As in the DWH, these central components are supplemented by a variety of other technologies, whether for data management (ELT processes), data catalogs, or reporting. Whereas in the classic DWH a single technology – the (usually proprietary) relational database – is responsible for several functionalities, in the lakehouse this is replaced by several individual technologies. However, these use compatible standards at their interfaces so that they are interchangeable, thus eliminating dependence on a single manufacturer. In combination, the optimized file formats and the query engines ensure that the functions of the DWH are also available on a data lake.

The advantages of the new architecture are:

  • Data can be stored independently of the query technology (query engine) thanks to the open formats. It is therefore possible to replace the query engine without changing the data structures. Supplementary technologies (data catalogs, ETL tools, etc.) can also be freely selected. As a result, vendor lock-in is reduced.
  • The cloud capabilities, especially scalability and usage-based billing, become fully usable. The size of the data store and the performance of the queries can also be scaled separately – those who have a lot of data, but simple queries pay less.
  • Semi-structured and unstructured data can be stored in the same location as structured data, which facilitates central governance.
  • Thanks to the central data repository with its open interfaces, the connection of new data sources is simplified. This gives analysts faster access to new raw data, while it can be refined for other target groups later or as needed.

With its open interfaces, the Data Lakehouse also sets itself apart from cloud data warehouses such as Snowflake, which rely more heavily on proprietary technologies.

Is the data warehouse now dead?

A data lakehouse can replace a DWH. But if a data lakehouse does the same thing as a DWH, only with different technologies, will it be as cumbersome as (supposedly) the DWH?

Let’s look at the DWH best practice of storing data in multiple layers: The first layer contains the raw data as delivered: separated by source systems, but already historized. The second layer contains cleansed and integrated data, and a third layer delivers technically prepared data optimized for visualization or OLAP. The layers thus contain redundant data, and whenever data (or data structures!) are changed, all layers must be updated. If one considers the necessary quality assurance and documentation, it becomes clear why changes in the DWH are tedious and comparatively costly in many organizations.

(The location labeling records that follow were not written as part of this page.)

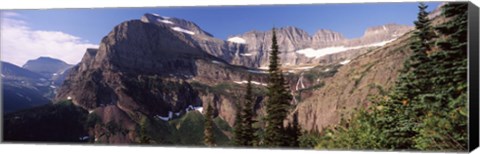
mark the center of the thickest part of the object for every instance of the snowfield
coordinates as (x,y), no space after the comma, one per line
(317,53)
(236,39)
(253,82)
(216,62)
(257,71)
(304,67)
(165,21)
(246,54)
(178,29)
(345,62)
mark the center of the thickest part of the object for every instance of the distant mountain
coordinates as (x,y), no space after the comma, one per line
(324,47)
(23,89)
(298,47)
(159,69)
(48,67)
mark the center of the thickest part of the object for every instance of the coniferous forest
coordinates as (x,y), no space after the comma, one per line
(164,81)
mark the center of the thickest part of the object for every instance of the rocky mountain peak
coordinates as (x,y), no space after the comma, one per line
(386,29)
(176,24)
(47,66)
(324,35)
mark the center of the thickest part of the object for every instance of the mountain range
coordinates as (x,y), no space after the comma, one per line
(157,70)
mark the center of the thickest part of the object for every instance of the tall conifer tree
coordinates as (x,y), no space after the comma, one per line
(209,139)
(248,131)
(278,103)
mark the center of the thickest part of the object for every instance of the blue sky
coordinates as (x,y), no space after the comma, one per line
(349,19)
(64,33)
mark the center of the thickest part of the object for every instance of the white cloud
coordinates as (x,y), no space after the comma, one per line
(19,43)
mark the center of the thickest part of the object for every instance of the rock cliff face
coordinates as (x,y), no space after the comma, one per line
(372,73)
(162,67)
(298,47)
(48,67)
(148,69)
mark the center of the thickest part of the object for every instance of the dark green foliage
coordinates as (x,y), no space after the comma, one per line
(293,133)
(279,98)
(244,134)
(308,140)
(144,138)
(445,124)
(237,128)
(60,122)
(426,109)
(208,132)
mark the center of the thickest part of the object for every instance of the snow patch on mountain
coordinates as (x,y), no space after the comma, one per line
(317,53)
(257,71)
(246,54)
(236,39)
(165,21)
(178,29)
(345,62)
(253,82)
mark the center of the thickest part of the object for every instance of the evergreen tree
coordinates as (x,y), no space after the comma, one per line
(427,108)
(208,132)
(278,103)
(144,139)
(444,126)
(403,110)
(293,133)
(248,113)
(237,128)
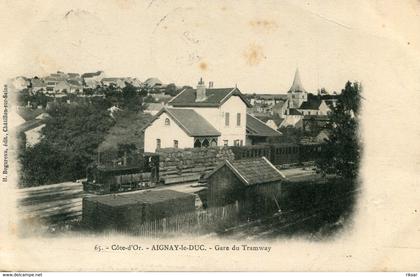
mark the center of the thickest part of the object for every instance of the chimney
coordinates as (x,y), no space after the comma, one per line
(201,91)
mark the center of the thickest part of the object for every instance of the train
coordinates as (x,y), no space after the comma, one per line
(281,153)
(105,179)
(102,179)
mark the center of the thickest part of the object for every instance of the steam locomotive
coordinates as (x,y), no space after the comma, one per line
(101,179)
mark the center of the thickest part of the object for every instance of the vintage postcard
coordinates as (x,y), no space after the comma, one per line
(210,136)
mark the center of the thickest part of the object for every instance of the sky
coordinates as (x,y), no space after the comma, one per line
(256,45)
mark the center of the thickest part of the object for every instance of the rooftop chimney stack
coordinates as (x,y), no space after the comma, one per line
(201,91)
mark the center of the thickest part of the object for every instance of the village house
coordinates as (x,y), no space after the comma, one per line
(255,184)
(117,82)
(258,132)
(93,79)
(68,86)
(153,108)
(38,84)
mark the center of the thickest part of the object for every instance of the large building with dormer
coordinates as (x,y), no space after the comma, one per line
(203,117)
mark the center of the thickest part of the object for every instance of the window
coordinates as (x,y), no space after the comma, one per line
(226,119)
(213,142)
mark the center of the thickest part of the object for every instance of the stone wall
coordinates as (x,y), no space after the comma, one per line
(182,165)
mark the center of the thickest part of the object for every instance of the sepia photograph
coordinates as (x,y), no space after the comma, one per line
(190,135)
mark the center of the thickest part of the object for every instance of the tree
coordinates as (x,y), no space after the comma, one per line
(69,142)
(132,97)
(341,153)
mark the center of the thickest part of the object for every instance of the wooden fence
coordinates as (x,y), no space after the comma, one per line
(51,204)
(193,222)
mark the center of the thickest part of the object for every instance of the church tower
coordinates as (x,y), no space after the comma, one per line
(296,94)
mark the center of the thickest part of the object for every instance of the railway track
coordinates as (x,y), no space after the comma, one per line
(286,223)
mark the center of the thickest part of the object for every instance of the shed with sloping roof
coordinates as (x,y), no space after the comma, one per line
(254,183)
(257,132)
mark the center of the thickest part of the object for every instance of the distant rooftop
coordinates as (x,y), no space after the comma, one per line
(214,97)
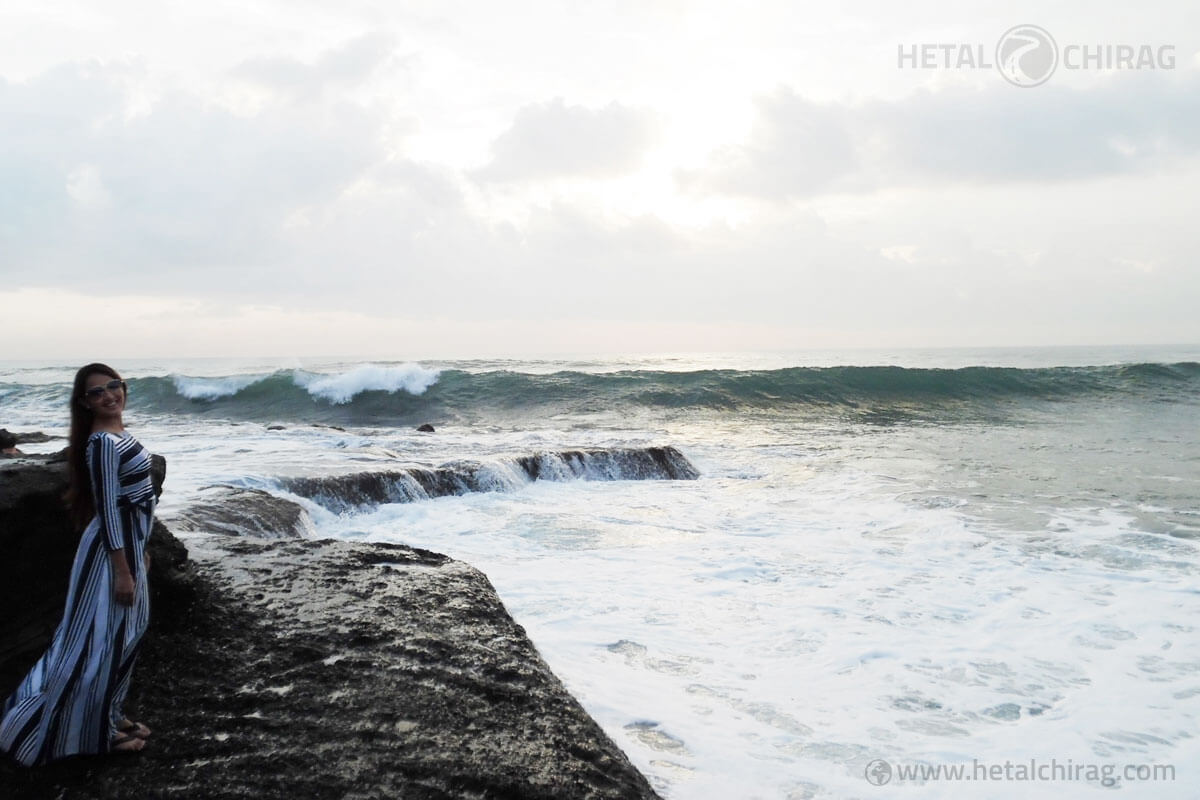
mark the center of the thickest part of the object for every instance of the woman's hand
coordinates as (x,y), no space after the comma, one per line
(123,590)
(123,579)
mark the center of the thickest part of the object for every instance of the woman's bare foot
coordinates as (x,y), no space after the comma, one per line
(133,728)
(127,744)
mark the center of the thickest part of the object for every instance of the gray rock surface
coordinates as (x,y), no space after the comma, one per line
(298,668)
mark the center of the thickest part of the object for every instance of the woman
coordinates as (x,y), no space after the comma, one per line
(70,703)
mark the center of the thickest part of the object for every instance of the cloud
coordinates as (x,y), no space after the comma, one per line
(798,149)
(556,140)
(346,65)
(184,184)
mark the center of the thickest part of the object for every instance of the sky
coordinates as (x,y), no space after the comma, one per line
(465,179)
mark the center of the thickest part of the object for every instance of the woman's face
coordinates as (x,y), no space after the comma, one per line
(106,403)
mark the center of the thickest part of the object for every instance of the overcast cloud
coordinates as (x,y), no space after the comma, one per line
(406,170)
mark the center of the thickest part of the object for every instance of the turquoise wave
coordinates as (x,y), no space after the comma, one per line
(456,395)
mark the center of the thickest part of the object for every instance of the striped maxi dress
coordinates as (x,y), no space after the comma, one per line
(71,701)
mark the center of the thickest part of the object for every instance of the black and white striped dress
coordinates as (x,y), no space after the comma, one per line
(71,701)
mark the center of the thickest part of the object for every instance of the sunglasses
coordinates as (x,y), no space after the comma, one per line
(111,386)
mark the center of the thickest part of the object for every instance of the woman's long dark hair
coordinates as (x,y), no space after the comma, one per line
(79,503)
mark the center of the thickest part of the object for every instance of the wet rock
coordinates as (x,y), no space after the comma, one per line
(343,669)
(29,437)
(237,511)
(300,668)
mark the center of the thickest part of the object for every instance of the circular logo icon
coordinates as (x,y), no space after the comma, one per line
(879,773)
(1026,55)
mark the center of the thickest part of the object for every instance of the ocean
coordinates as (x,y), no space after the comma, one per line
(933,573)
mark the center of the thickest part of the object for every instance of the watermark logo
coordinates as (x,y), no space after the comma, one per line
(879,773)
(1026,55)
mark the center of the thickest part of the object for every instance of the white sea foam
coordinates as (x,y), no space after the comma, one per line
(342,388)
(826,594)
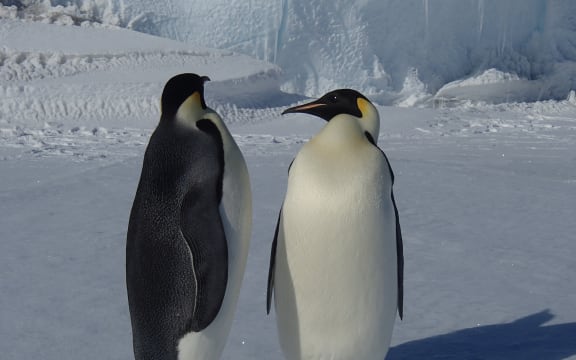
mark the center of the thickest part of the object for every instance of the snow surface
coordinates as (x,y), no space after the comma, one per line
(486,194)
(399,51)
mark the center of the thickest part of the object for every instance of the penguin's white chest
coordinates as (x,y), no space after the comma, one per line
(336,272)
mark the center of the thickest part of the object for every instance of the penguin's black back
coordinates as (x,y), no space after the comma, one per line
(175,217)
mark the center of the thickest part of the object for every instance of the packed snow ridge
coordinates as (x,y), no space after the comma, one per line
(398,52)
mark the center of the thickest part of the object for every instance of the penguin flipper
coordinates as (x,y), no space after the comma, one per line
(209,253)
(400,260)
(399,245)
(272,266)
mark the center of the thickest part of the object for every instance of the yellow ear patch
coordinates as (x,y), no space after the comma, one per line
(363,105)
(191,109)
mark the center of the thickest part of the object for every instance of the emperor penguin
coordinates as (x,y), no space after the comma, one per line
(189,231)
(336,266)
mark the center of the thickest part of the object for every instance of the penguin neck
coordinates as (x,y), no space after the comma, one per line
(341,130)
(370,120)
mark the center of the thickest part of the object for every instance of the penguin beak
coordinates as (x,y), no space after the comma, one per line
(305,108)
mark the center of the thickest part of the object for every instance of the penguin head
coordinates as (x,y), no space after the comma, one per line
(183,97)
(343,102)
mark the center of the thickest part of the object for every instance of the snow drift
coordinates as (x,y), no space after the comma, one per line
(399,51)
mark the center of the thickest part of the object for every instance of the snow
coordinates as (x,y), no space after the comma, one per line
(371,45)
(486,187)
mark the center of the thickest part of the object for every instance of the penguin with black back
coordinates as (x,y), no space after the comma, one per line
(188,232)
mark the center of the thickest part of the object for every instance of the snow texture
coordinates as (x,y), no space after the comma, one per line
(377,46)
(486,192)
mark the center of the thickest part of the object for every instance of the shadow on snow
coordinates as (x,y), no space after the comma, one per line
(523,339)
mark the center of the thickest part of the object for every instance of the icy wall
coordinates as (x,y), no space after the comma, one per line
(392,49)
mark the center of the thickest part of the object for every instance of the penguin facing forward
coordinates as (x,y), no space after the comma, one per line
(336,266)
(189,231)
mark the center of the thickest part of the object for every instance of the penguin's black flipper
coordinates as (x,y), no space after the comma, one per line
(203,231)
(272,266)
(399,245)
(400,260)
(209,252)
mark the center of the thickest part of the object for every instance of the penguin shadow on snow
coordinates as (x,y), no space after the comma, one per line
(523,339)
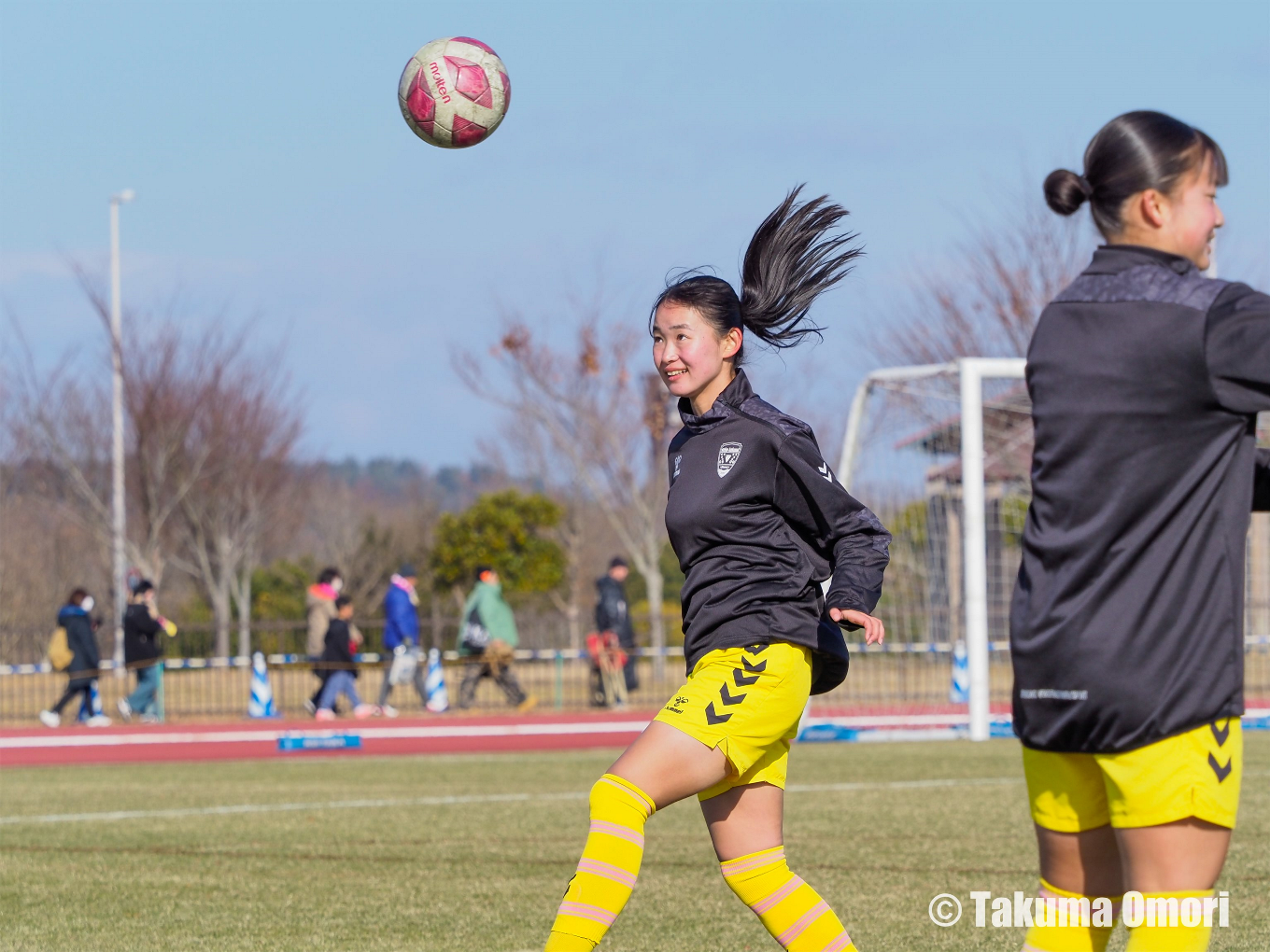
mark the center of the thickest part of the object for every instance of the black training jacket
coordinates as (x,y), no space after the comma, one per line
(143,635)
(758,521)
(611,610)
(1127,623)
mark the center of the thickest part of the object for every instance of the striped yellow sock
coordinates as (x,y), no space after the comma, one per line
(1164,926)
(1072,936)
(790,910)
(609,866)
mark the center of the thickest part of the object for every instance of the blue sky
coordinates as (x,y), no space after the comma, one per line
(278,186)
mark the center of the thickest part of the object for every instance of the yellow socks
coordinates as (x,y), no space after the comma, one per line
(1048,936)
(609,866)
(791,910)
(1164,922)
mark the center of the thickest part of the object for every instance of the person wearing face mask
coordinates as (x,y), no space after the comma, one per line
(85,662)
(1127,623)
(320,612)
(143,651)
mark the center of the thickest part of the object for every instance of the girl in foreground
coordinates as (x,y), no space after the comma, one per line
(757,521)
(1127,631)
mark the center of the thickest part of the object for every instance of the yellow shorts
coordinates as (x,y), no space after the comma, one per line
(747,702)
(1195,775)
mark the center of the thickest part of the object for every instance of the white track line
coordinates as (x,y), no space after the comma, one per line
(455,800)
(484,799)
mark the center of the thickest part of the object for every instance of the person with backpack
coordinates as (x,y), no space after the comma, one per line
(487,637)
(84,662)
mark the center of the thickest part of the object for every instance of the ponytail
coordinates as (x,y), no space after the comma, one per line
(1131,154)
(791,259)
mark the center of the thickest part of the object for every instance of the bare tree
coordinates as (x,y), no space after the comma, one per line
(64,419)
(246,429)
(605,429)
(986,303)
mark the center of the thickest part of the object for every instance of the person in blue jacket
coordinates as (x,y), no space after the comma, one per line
(401,631)
(83,670)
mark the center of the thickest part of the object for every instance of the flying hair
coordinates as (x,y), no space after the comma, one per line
(794,257)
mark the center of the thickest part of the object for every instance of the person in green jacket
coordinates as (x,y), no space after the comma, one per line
(487,638)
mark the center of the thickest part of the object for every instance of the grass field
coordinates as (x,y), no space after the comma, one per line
(473,876)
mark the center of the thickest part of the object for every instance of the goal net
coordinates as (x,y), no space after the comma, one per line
(942,455)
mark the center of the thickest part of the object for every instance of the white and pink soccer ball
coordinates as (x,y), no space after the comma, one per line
(455,91)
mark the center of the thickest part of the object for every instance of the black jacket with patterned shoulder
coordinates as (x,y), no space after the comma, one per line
(1127,624)
(758,521)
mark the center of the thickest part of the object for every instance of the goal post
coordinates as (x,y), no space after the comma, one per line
(972,373)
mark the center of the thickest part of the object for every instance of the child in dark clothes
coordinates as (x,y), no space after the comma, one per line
(337,656)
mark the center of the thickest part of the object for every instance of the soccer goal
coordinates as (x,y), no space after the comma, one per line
(942,454)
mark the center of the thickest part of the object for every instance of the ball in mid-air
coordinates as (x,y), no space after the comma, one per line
(454,91)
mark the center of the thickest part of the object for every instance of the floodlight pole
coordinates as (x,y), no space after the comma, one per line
(976,561)
(117,510)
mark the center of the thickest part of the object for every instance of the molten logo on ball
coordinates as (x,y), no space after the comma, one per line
(454,91)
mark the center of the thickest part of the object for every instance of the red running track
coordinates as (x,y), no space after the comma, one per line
(260,739)
(424,735)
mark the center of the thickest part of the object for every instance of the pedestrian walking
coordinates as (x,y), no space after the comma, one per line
(613,613)
(85,662)
(489,640)
(320,612)
(342,640)
(402,637)
(143,651)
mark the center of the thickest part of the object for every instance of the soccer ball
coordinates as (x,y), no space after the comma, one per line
(454,91)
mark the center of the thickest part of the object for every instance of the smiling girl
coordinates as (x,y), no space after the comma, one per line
(1127,626)
(758,522)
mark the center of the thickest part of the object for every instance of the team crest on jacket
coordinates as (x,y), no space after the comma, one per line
(727,455)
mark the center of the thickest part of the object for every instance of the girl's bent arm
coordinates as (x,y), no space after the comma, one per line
(840,527)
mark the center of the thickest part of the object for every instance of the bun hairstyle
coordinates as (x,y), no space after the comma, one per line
(791,259)
(1131,154)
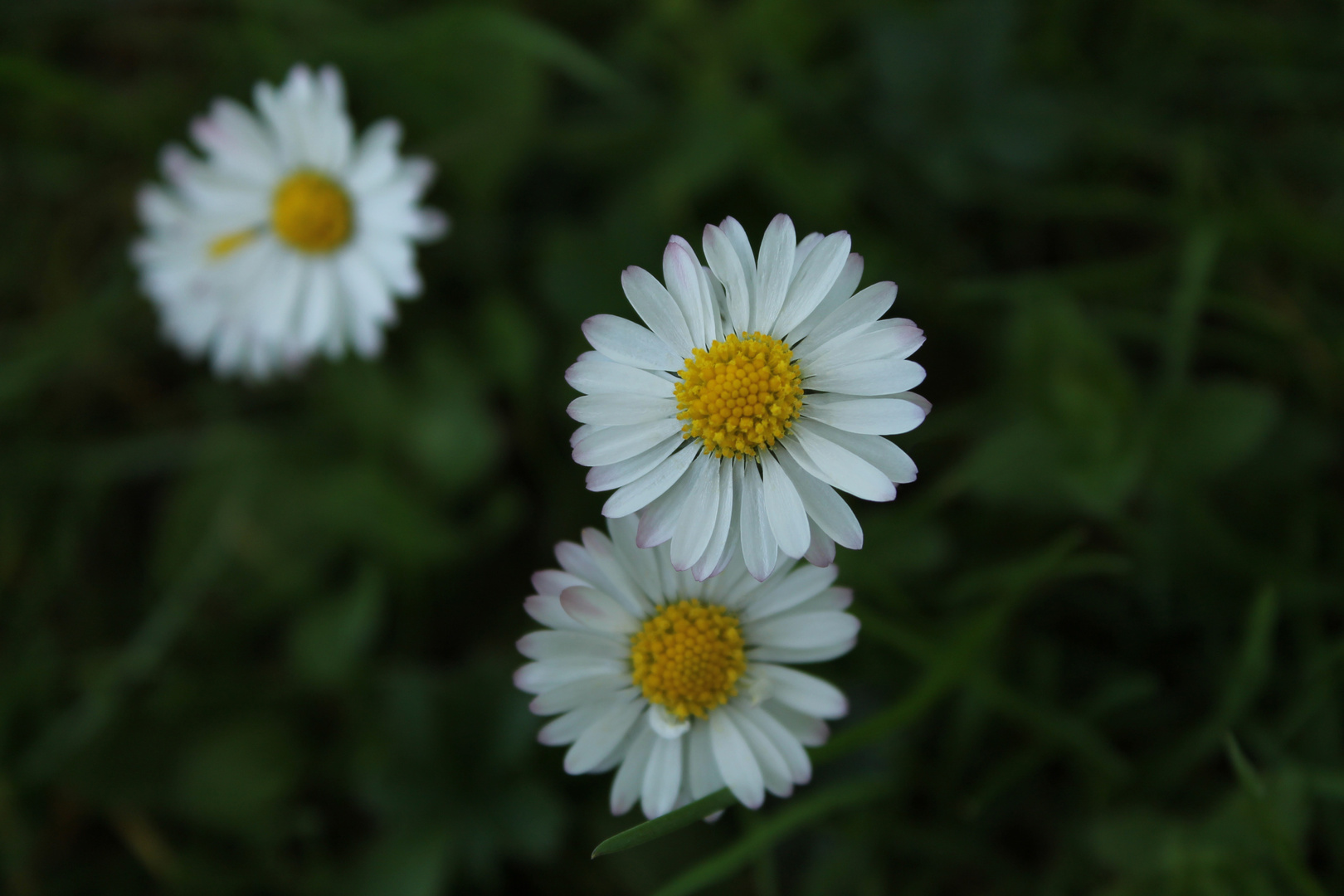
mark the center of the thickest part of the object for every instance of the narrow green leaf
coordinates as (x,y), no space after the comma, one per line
(772,830)
(665,825)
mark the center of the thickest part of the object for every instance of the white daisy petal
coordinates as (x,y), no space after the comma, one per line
(621,410)
(801,655)
(737,763)
(615,577)
(786,744)
(604,735)
(799,586)
(802,692)
(656,308)
(845,469)
(695,527)
(760,548)
(629,779)
(661,777)
(704,777)
(567,728)
(810,730)
(613,476)
(824,507)
(804,249)
(823,550)
(867,377)
(596,610)
(871,416)
(268,253)
(578,694)
(562,645)
(828,599)
(621,442)
(601,377)
(874,449)
(840,292)
(743,246)
(714,299)
(801,631)
(548,610)
(858,310)
(553,582)
(544,674)
(884,340)
(774,270)
(784,508)
(657,522)
(650,486)
(628,343)
(774,770)
(728,266)
(641,564)
(682,275)
(815,278)
(709,563)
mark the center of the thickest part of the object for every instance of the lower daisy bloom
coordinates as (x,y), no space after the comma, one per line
(761,384)
(290,236)
(683,687)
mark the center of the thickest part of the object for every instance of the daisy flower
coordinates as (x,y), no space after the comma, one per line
(679,685)
(290,236)
(758,387)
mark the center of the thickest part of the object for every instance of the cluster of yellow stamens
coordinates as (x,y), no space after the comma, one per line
(312,212)
(309,212)
(689,657)
(739,395)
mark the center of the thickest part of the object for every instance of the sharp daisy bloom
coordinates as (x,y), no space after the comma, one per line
(758,386)
(682,687)
(290,236)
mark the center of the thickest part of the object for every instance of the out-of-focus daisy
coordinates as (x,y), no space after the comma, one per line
(683,687)
(290,236)
(760,386)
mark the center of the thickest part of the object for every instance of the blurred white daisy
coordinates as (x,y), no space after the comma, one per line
(290,236)
(683,687)
(760,386)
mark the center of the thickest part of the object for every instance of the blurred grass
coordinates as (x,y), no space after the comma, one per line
(258,640)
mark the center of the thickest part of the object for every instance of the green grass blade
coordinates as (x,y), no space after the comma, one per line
(665,825)
(1287,855)
(772,830)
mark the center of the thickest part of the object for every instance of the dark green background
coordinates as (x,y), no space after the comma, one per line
(258,640)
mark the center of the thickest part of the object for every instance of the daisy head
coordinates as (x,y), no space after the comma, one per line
(290,236)
(758,386)
(682,687)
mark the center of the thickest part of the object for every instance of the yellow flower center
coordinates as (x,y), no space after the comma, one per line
(741,394)
(689,657)
(312,212)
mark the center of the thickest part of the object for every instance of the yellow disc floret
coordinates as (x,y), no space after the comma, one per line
(739,395)
(689,657)
(312,212)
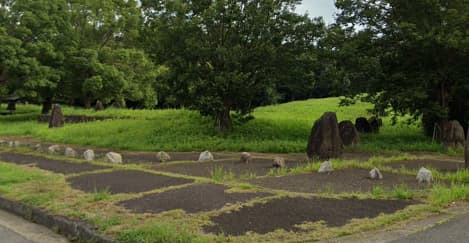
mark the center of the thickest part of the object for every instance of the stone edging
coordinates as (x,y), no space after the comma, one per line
(74,230)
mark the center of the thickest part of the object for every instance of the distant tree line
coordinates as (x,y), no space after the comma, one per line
(224,58)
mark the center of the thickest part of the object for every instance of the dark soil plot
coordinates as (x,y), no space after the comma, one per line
(124,181)
(49,164)
(140,157)
(285,213)
(192,199)
(206,169)
(440,165)
(345,180)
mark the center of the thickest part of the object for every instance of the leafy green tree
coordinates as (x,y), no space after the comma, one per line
(410,56)
(41,30)
(226,56)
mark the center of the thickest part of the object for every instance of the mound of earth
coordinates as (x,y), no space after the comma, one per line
(191,199)
(124,181)
(287,213)
(339,181)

However, neither the historization of raw data, nor its cleansing and integration, nor the introduction of business logic in the data lakehouse are superfluous. It is still important to automate these data management processes as extensively as possible. The higher data layers should be created in such a way that, in the event of errors or the need for changes, they can be solved today, but thanks to its open basic structures, the ecosystem of lakehouses is likely to further fuel technology competition here and make even more standard data management tasks easier in the future.

One example of this is the “Infrastructure as Code” approach, as used in modern data platforms. With this method, the basic framework for data management in the cloud is provided extremely quickly – even for a data lakehouse. This allows data professionals to focus on their core tasks and immediately benefit from the advantages of the cloud without having to wait for time-consuming installation work.

Conclusion

New technologies, cloud standards, and open interfaces are driving competition among technologies in the data lakehouse space. There are already pre-built lakehouse architectures that can be deployed in the cloud almost at the push of a button.
A data lakehouse can replace a data warehouse, but tasks such as data historization, professional refinement, and visualization remain the responsibility of data engineers. Professional data management remains essential for everyone.